If your life has been blessed with the presence of big overgrown dog that has enough fur to cloth a small village, then you probably already know the frustration of shedding fur that appears in large clumps all over the house. This big tuft of fur is actually the result of an undercoat of hair that must be removed for your dog’s comfort and the health of his skin. The problem is: how do you get rid of it?
Begin by understanding that all dogs have an undercoat, but not all dogs have a massive undercoat that comes out in clumps and the size of small kittens. This wooly mass is really a fine downy layer of fur that is designed to protect the dog’s skin and to provide insulation. If you have a cold weather dog, you know what I’m talking about. Friends and neighbors with shorthaired varieties with thin undercoats are well meaning when they offer advice, but really, they have no idea what you are contending with.
Brushing with an ordinary dog brush will not remove the undercoat. It may make his outer coat look soft and shiny, but it won’t get to the heart of the problem. To remove the undercoat, you will need to be a bit more aggressive.
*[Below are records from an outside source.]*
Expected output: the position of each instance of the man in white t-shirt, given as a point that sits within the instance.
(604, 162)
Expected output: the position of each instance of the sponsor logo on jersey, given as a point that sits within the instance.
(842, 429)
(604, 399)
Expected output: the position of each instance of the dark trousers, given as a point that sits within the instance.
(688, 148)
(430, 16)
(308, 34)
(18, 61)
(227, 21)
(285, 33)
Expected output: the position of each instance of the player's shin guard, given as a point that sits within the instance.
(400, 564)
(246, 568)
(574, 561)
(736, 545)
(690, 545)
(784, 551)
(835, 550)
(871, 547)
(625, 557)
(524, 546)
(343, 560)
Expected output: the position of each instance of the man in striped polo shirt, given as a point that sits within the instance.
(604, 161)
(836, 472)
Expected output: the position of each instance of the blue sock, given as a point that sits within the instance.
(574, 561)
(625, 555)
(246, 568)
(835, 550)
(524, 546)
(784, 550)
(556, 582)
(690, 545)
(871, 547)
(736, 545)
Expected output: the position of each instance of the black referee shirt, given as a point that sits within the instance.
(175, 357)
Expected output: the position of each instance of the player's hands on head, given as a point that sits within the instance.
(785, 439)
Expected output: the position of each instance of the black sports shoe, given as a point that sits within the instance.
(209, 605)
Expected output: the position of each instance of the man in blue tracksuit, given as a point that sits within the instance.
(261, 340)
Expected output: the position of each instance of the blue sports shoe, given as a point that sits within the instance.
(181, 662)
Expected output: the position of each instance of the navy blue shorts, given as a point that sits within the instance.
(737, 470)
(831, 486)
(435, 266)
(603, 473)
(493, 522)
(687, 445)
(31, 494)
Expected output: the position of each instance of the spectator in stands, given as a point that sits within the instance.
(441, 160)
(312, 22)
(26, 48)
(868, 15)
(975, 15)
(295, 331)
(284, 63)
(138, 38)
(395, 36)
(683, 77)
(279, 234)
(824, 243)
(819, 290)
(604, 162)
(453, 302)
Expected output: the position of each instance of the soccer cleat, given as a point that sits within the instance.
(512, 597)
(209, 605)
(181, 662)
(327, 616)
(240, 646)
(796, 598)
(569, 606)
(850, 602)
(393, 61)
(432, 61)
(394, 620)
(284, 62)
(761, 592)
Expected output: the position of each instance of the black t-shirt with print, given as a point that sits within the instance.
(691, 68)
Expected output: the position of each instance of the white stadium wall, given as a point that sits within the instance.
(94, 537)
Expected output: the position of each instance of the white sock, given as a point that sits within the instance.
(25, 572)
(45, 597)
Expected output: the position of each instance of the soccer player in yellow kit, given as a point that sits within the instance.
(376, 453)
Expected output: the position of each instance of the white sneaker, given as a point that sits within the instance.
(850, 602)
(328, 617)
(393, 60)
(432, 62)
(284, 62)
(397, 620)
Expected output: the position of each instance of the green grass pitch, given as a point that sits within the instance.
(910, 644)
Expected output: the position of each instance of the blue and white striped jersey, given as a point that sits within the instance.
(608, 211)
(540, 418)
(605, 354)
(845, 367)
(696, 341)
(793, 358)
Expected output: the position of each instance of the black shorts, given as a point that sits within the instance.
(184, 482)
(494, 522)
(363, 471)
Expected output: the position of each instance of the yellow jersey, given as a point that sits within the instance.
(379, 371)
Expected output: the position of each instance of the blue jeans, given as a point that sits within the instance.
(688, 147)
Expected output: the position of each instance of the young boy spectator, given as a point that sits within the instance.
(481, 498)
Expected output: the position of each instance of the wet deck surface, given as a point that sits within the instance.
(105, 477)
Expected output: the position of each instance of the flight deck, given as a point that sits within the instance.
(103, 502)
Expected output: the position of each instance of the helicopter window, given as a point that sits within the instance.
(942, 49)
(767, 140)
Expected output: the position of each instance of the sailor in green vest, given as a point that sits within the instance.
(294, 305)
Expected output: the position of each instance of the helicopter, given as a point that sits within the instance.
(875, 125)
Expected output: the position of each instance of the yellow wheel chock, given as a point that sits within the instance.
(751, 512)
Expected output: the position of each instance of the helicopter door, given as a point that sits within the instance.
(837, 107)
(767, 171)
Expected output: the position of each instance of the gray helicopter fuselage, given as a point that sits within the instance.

Purchase a good solid undercoat rake. Expect to pay upwards of $15 for this grooming tool. Resist the temptation to purchase a cheap imitation, the higher the quality of this brush the better the results will be. One with a double row of teeth works best. These are designed to reach into the thick undercoat and gently pull it loose while leaving the outer coat untouched.
Look for a rake that has a comfortable handle and a good grip. These rakes have angled handle grips to allow you to easily rake the old fur from your pet without harming his delicate skin. In fact, your dog will probably enjoy the process.
Use the rake like you would an ordinary brush. Be sure to apply even pressure to reach the undercoat. The teeth should grab the wooly undercoat without scratching the skin. Rake with a smooth even stroke. For tough to remove areas, simply repeat the process as many times as needed. Avoid trying to apply more pressure or attempting to remove all the hair at once. Although the first brushing will remove a great deal of hair, expect to repeat the process over several days to remove all the dead undercoat hairs.
Once you have cleared your pet’s fur and you no longer discover balls of fluff adrift on the living room carpet each morning, you no longer need to use the rake on a daily basis. Depending on your dog’s coat and shedding schedule, a quick brush once a week with the rake should keep the undercoat under control.
Groom your dog daily with a soft brush designed for keeping the outer coat shiny and healthy. Most breeds will shed the undercoat at regular intervals once or twice a year. Be sure you have the undercoat rake ready to attack the shedding undercoat before your life is overtaken by huge balls of fur that appear in the night.